KEGG pathway and protein analysis of hsa_circRNA_100375/hsa-miR-324-3p/hsa-miR-29a-5p/hsa-miR-485-3p/hsa-miR-149-5p axis. (A) The KEGG pathway showed the axis involved in the cancer-related pathway; (B) the combined sites of hsa_circRNA_100375 and its 4 cancer-related MREs (hsa-miR-324-3p/hsa-miR-29a-5p/hsa-miR-485-3p/hsa-miR-149-5p). (C) Certain hub proteins, such as FGFR1, PTGER2, WNT9B, WNT2B, SP1, CREBBP, IL-6, and DVL2, played key roles in the cancer-related pathway. KEGG, Kyoto Encyclopedia of Genes and Genomes. MREs, miRNA response elements. FGFR1, fibroblast growth factor receptor 1; PTGER2, prostaglandin E receptor 2; WNT9B, wingless-type MMTV integration site family, member 9B; WNT2B, wingless-type MMTV integration site family, member 2B; SP1, transcription factor Sp1; CREBBP, cAMP-response element binding protein; IL-6, interleukin-6; DVL2, disheveled 2.

Figure 8

The relative gene expression of the most differentially expressed circRNAs (hsa_circRNA_100375, hsa_circRNA_401955, the top 3 upregulated circRNAs, and the top 5 downregulated circRNAs).
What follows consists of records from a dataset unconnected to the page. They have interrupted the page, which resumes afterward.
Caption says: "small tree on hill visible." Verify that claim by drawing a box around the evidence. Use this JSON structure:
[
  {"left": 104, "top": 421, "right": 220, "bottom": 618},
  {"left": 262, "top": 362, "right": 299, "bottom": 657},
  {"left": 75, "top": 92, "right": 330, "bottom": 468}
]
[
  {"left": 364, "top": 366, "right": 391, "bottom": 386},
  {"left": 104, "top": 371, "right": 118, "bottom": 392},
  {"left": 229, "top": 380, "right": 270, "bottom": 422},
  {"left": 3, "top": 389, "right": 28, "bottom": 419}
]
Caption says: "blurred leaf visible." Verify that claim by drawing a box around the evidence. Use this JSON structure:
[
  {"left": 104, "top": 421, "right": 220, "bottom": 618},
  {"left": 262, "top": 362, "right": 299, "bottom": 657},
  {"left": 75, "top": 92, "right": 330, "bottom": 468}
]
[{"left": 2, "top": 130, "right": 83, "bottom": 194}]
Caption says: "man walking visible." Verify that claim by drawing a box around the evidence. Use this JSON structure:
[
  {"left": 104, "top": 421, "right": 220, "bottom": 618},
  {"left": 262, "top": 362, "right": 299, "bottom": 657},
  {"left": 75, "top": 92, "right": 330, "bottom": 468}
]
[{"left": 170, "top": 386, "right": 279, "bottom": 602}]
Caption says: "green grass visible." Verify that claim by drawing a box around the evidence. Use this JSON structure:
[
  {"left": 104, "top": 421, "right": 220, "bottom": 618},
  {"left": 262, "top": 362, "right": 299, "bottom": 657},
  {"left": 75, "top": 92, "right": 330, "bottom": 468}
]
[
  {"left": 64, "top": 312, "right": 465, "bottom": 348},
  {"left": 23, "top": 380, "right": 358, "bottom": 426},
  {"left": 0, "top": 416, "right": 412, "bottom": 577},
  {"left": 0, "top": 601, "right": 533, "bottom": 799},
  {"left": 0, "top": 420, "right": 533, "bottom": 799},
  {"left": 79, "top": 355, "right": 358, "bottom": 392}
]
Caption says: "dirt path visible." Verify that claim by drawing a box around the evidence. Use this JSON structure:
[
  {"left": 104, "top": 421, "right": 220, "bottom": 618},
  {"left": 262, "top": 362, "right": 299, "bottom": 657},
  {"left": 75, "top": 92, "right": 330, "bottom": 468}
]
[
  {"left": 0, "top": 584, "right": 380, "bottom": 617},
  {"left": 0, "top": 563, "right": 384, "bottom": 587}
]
The tissue of 15 patients with esophageal carcinoma were analyzed by using RT-PCR. The normal adjacent tissue samples were used as the control. (A) The relative gene expression of hsa_circRNA_100375 and hsa_circRNA_401955. The results showed that the 2 circRNAs were significantly decreased in the tumor samples compared to the normal adjacent tissues (*, P<0.05). (B) The relative gene expression of the top 3 upregulated and top 5 downregulated circRNAs. The results showed that, compared with the control samples, the top 5 downregulated circRNAs (hsa_circRNA_102034, hsa_circRNA_100191, hsa_circRNA_101009, hsa_circRNA_037767, and hsa_circRNA_102459) were significantly decreased in the tumor tissues, while the top three upregulated circRNAs (hsa_circRNA_043621, hsa_circRNA_087961 and hsa_circRNA_404474) were significantly increased in the tumor tissues (*, P<0.05). RT-PCR, real-time polymerase chain reaction.